Customer Success Story
State of Ohio: Delivering a COVID-19 dashboard overnight
The State of Ohio’s data platform team supports dozens of state government agencies with thousands of different data sources. Each agency acts as an isolated, secure ecosystem, with skill sets, use cases, data sources, and infrastructure that vary widely between agencies. To support this decentralized organizational structure, partner Avaap recommended providing agencies with a common data platform that was easy-to-use and could support any data source and infrastructure environment—on-premise, hybrid, or in the cloud.
The State’s data platform team enabled each agency to use StreamSets to build data pipelines, which meant they were ready to support the health department during the COVID-19 crisis. Using StreamSets, the team pulled together and ingested data from thousands of different data sources in dozens of formats into a cohesive dashboard for the governor’s daily COVID press briefings overnight.
Full lifecycle automation
Because most tools vendors do, it’s easy to forget that the design phase is just a small part of the overall data pipeline lifecycle.

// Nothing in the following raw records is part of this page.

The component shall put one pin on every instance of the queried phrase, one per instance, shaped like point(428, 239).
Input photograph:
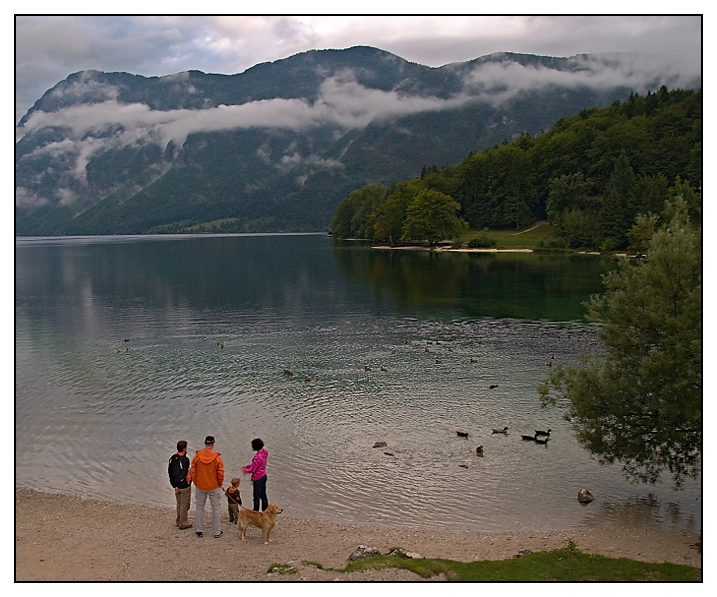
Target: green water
point(402, 347)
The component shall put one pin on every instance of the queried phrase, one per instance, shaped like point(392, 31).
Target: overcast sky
point(48, 49)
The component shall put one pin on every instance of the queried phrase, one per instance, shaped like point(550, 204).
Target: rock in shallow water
point(585, 497)
point(364, 552)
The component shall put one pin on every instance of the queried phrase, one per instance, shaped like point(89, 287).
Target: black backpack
point(178, 469)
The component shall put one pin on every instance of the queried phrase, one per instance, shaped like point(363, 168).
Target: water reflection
point(526, 285)
point(647, 512)
point(324, 311)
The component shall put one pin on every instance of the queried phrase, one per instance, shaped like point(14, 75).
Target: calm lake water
point(118, 356)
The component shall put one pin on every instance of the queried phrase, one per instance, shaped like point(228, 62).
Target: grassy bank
point(568, 564)
point(529, 237)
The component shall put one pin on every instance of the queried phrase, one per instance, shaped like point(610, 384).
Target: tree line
point(591, 176)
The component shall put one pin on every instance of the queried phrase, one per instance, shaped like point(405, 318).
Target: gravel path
point(66, 538)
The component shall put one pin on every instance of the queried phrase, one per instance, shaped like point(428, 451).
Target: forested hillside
point(277, 147)
point(591, 175)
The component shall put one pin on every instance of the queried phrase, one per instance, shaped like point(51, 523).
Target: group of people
point(206, 473)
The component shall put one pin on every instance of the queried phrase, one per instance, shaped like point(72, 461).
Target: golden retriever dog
point(262, 520)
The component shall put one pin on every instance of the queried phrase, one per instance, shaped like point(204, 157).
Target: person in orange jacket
point(207, 473)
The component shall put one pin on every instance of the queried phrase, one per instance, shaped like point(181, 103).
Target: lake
point(124, 345)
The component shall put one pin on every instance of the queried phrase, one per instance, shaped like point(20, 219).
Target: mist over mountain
point(277, 147)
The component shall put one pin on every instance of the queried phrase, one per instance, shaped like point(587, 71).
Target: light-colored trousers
point(184, 501)
point(215, 499)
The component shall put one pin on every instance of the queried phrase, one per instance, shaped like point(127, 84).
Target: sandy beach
point(67, 538)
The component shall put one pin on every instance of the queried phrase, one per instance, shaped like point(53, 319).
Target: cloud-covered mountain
point(278, 146)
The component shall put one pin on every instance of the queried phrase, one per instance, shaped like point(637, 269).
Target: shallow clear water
point(99, 416)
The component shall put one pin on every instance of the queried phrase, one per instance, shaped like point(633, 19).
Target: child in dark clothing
point(234, 500)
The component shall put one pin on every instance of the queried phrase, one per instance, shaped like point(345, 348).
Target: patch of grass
point(524, 238)
point(315, 565)
point(568, 564)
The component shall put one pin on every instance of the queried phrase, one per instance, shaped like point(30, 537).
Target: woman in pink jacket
point(257, 468)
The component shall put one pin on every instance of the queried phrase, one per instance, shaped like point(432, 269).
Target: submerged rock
point(402, 553)
point(364, 552)
point(585, 497)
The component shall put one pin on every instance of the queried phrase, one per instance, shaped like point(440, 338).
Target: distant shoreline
point(450, 249)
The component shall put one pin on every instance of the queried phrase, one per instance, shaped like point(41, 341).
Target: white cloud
point(341, 102)
point(496, 81)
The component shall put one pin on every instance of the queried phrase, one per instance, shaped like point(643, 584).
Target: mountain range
point(277, 147)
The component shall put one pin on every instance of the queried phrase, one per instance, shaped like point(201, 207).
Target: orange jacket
point(207, 469)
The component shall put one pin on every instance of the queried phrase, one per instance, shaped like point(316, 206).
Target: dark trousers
point(260, 494)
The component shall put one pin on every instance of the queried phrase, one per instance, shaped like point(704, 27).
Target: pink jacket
point(257, 468)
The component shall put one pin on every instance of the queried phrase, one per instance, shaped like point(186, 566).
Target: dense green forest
point(591, 176)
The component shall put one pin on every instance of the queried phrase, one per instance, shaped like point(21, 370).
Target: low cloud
point(497, 81)
point(341, 102)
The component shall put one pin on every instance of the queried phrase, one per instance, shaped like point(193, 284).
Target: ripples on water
point(97, 419)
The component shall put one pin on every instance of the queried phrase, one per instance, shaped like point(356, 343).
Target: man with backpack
point(181, 480)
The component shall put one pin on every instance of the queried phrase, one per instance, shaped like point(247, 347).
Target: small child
point(234, 500)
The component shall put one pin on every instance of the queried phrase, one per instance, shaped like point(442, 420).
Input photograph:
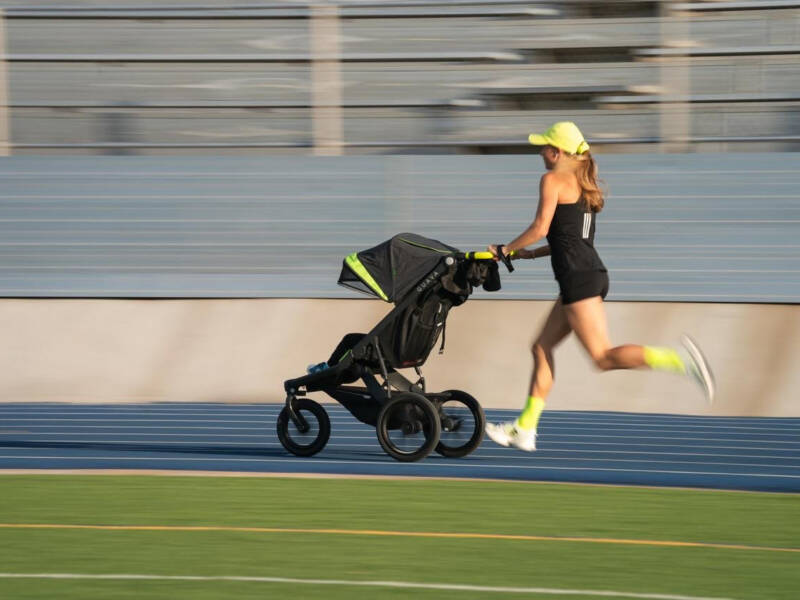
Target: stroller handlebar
point(486, 255)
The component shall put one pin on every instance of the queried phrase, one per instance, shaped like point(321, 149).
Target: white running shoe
point(698, 368)
point(507, 434)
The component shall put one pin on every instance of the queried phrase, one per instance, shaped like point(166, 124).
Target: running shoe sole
point(498, 434)
point(703, 371)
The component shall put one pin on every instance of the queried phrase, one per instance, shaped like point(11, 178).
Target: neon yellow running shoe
point(697, 367)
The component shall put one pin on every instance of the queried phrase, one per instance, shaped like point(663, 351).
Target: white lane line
point(395, 464)
point(476, 457)
point(549, 435)
point(360, 583)
point(483, 452)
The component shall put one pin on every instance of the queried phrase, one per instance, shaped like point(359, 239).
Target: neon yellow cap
point(564, 135)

There’s the testing. And debugging. And testing again. And deploying. And versioning. And redeploying. Those can take far more time than the initial design.
Automating testing, debugging, and deploying is one key to providing continuous operations across the full lifecycle. Live data preview lets developers see the resulting data from their pipeline logic while still designing before deployment, CI/CD capabilities automate testing and deployment, and version control lets you manage deployments and roll back when needed.

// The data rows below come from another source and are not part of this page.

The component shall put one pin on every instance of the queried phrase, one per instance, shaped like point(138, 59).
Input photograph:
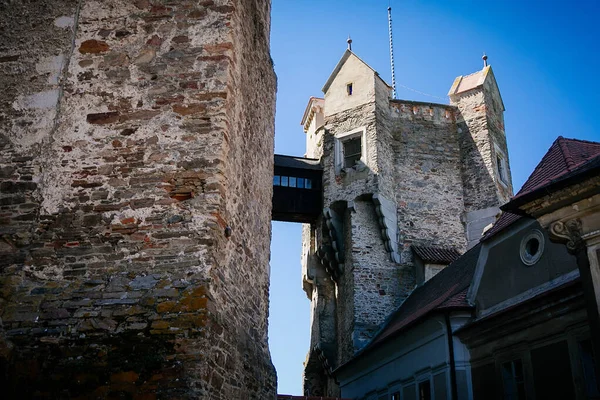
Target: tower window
point(501, 167)
point(352, 151)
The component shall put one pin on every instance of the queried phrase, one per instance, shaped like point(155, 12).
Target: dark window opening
point(589, 371)
point(502, 173)
point(425, 390)
point(352, 151)
point(513, 381)
point(532, 247)
point(292, 181)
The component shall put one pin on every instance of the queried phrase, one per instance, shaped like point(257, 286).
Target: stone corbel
point(568, 232)
point(332, 257)
point(388, 222)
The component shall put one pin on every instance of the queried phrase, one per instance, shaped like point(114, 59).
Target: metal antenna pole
point(392, 53)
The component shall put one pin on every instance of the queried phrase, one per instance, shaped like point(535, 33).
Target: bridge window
point(292, 181)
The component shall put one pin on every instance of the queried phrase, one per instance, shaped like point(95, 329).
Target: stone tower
point(397, 175)
point(135, 190)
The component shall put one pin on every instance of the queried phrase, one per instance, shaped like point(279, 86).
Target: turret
point(485, 168)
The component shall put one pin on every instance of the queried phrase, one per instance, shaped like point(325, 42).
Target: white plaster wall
point(363, 87)
point(422, 350)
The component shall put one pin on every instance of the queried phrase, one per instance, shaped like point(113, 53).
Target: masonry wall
point(135, 238)
point(428, 183)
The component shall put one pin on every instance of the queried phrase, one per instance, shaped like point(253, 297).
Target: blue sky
point(544, 53)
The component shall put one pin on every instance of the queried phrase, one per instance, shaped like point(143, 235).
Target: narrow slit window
point(352, 151)
point(502, 169)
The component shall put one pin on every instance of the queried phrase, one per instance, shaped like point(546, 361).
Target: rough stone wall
point(480, 126)
point(132, 136)
point(375, 277)
point(354, 182)
point(428, 187)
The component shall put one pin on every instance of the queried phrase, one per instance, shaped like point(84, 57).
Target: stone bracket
point(388, 222)
point(335, 228)
point(567, 232)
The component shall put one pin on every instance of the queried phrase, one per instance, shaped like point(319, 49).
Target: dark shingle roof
point(505, 220)
point(448, 289)
point(564, 156)
point(297, 162)
point(440, 255)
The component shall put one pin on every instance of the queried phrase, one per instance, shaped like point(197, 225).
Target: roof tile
point(564, 156)
point(441, 255)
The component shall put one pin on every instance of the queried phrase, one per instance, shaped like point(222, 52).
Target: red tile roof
point(441, 255)
point(564, 156)
point(446, 290)
point(290, 397)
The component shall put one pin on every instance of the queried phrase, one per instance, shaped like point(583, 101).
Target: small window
point(513, 381)
point(352, 151)
point(425, 390)
point(502, 168)
point(532, 247)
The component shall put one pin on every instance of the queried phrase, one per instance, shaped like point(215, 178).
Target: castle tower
point(397, 189)
point(134, 237)
point(486, 170)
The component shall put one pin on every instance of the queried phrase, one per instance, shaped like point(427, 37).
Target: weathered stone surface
point(437, 166)
point(123, 153)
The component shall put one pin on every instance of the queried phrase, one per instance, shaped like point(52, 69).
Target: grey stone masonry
point(134, 239)
point(428, 175)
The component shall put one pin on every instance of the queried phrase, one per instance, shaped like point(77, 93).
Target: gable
point(504, 278)
point(352, 71)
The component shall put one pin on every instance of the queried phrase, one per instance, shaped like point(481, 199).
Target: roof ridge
point(579, 140)
point(566, 153)
point(540, 165)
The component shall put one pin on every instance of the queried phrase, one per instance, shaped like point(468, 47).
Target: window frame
point(340, 138)
point(501, 166)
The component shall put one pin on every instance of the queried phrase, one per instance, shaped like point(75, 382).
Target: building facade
point(396, 175)
point(134, 239)
point(515, 316)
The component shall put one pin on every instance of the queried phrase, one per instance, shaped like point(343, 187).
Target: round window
point(532, 247)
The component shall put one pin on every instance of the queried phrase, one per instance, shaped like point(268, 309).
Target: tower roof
point(465, 83)
point(339, 66)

With full lifecycle automation:
- A top 10 European bank reduced manual testing efforts by 75%.
- GSK reduced onboarding time for new data sources by 98% by fully automating the data ingestion pipeline build and deployment process.
Customer Success Story
GSK: How self-service data advances drug discovery
GlaxoSmithKline (GSK) is a science-led global healthcare company with a special purpose: to help people do more, feel better, and live longer.
Pharmaceutical companies spend years discovering, developing, and testing new drugs before bringing them to market. GSK set out to build a Data Center of Excellence to accelerate the delivery of clean data from 1,000s of data sources to more than 10,000+ scientists involved in R&D around the world. Their goal? Accelerate time-to-market for life-changing healthcare solutions.

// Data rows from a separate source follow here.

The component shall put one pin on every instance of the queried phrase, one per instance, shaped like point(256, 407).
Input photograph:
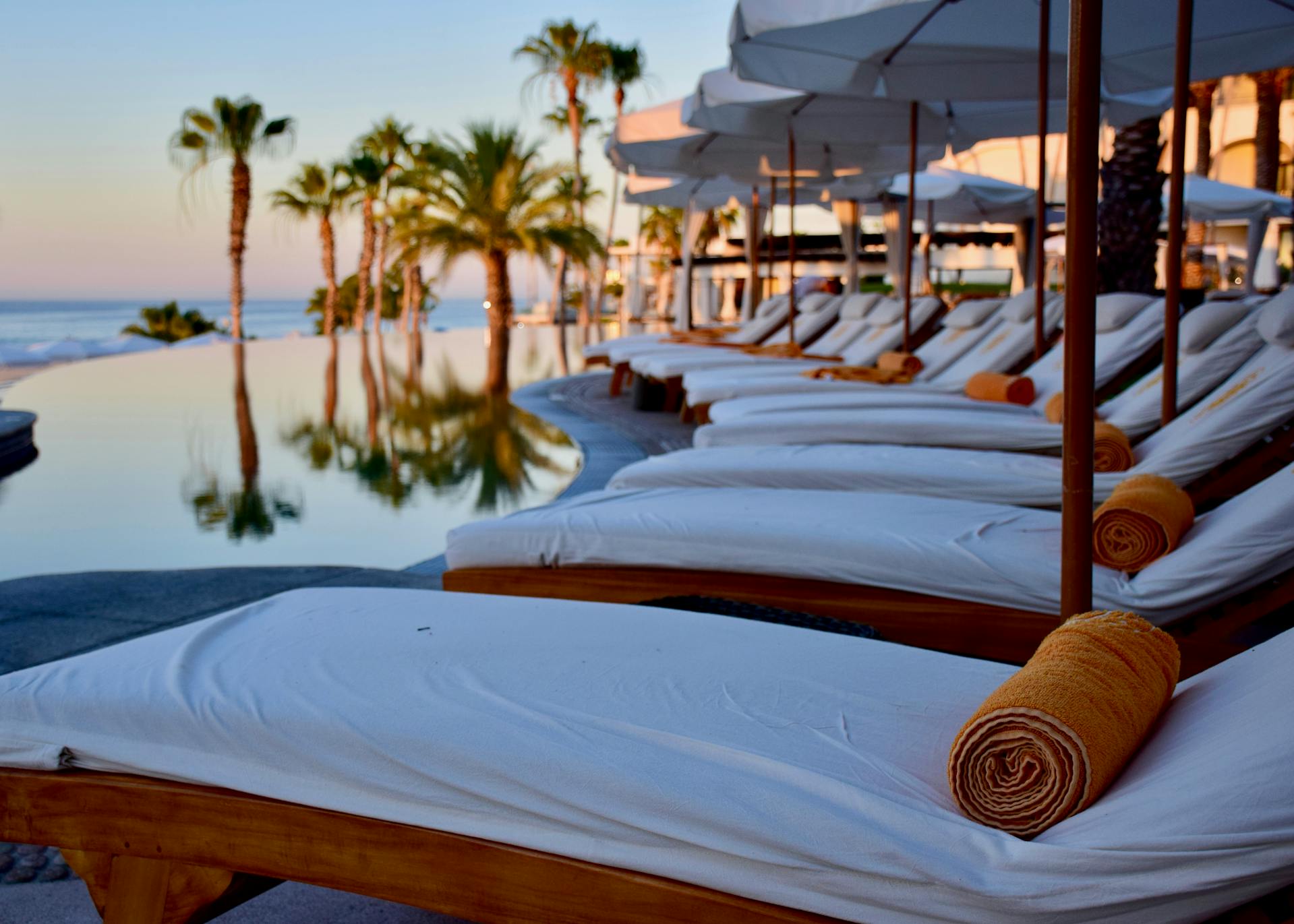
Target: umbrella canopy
point(678, 192)
point(725, 102)
point(1212, 201)
point(957, 197)
point(656, 140)
point(17, 357)
point(932, 49)
point(123, 343)
point(59, 351)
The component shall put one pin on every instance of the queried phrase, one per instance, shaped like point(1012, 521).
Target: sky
point(90, 201)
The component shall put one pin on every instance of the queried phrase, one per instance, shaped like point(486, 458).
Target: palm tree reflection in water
point(443, 437)
point(246, 512)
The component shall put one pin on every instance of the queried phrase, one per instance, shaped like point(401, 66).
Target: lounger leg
point(618, 379)
point(136, 892)
point(673, 392)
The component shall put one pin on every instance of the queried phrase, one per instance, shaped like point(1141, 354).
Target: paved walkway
point(52, 616)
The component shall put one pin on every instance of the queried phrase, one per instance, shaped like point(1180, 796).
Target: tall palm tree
point(239, 129)
point(664, 228)
point(388, 143)
point(364, 175)
point(314, 193)
point(1127, 218)
point(494, 199)
point(1194, 264)
point(626, 65)
point(1267, 143)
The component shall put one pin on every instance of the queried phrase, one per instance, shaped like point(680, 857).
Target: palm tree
point(167, 323)
point(364, 175)
point(314, 193)
point(664, 228)
point(1127, 218)
point(626, 65)
point(235, 129)
point(388, 143)
point(494, 199)
point(1194, 264)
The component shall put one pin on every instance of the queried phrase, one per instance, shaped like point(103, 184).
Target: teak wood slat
point(148, 827)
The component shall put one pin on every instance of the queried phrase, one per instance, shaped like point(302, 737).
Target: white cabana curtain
point(894, 220)
point(846, 212)
point(693, 222)
point(752, 294)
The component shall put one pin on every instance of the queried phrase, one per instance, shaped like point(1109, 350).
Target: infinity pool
point(173, 460)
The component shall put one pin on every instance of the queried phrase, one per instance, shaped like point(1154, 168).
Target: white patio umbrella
point(17, 357)
point(123, 343)
point(656, 140)
point(59, 351)
point(987, 49)
point(1213, 201)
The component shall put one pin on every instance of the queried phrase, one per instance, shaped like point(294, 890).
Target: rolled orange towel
point(1111, 448)
point(895, 361)
point(1051, 739)
point(1055, 408)
point(1001, 388)
point(1144, 519)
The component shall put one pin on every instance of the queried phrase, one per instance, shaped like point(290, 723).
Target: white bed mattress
point(989, 553)
point(792, 766)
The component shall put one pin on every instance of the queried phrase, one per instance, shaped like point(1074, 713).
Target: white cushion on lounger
point(792, 766)
point(1116, 309)
point(1276, 319)
point(989, 553)
point(1208, 323)
point(972, 312)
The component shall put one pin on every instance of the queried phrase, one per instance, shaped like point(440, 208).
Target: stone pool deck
point(52, 616)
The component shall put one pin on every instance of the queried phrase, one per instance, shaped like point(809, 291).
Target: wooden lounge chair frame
point(154, 852)
point(926, 621)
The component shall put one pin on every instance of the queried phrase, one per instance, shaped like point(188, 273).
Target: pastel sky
point(90, 204)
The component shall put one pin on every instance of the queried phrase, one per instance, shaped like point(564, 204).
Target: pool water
point(173, 460)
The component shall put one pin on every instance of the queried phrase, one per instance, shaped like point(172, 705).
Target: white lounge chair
point(543, 760)
point(995, 343)
point(901, 562)
point(914, 416)
point(815, 315)
point(1241, 410)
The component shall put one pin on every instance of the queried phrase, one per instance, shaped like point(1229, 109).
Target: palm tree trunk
point(1127, 218)
point(498, 290)
point(329, 249)
point(1194, 263)
point(380, 284)
point(365, 276)
point(330, 383)
point(249, 456)
point(1267, 144)
point(239, 206)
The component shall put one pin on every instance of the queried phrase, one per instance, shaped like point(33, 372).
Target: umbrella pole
point(773, 202)
point(908, 232)
point(1177, 180)
point(756, 289)
point(791, 233)
point(1084, 137)
point(1040, 197)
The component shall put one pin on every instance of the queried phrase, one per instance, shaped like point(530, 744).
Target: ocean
point(32, 321)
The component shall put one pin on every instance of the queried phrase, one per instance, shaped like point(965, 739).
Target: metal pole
point(908, 233)
point(1177, 180)
point(1040, 197)
point(791, 233)
point(1084, 137)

Using StreamSets, the GSK team accomplished their mission with flying colors. Onboarding time for new data sources was reduced by 98%, new product discovery time was reduced by 96%, and they accelerated time to market for new drugs by almost 3 years!
Keep up with constant change
The vast majority of business logic that drives the modern enterprise lives in integrating thousands of tiny, specialized applications across multiple platforms and clouds. These integrations have become the most vulnerable points in modern business operations. Yet, traditional data integration tools ignore the simple fact that modern data semantics and structures change—frequently.
Data integration tools of yore assumed static environments. You built a pipeline from source to target, and it just ran. Nothing changed without going through a change management process. But in today’s world, where changes are often unannounced and unexpected, those pipelines are built to break. In the best-case scenario, the pipeline stops working, and your data engineers must fix it. In a bad case, you lose data. In the worst case, the pipeline works but delivers corrupt or incorrect data, which takes weeks to detect and fix, with the business making the wrong decisions based on bad data in the meantime.
With data drift constant and new data sources and platforms constantly introduced, you need a data integration approach that assumes things will change. You need operational resilience built in, or else your data engineers will spend the bulk of their time on break-fix, maintenance, and rework. Your team will burn out on 2:00 a.m. calls, and you will lose credibility.
We help clients achieve operational resilience for Continuous Operations with three data integration platform features.
Built-in data drift resiliency
StreamSets DataOps-focused data integration platform assumes change is constant. It helps you build and run data pipelines that detect and handle schema, semantics, and infrastructure drift changes. These resilient data pipelines are intent-driven, requiring minimal schema definition of sources and destinations. They’re highly decoupled, with each stage having minimal dependencies on other stages; if one changes, you avoid the domino effect. Resilient data pipelines are fully instrumented to detect changes in flight, such as a new column added to a data stream.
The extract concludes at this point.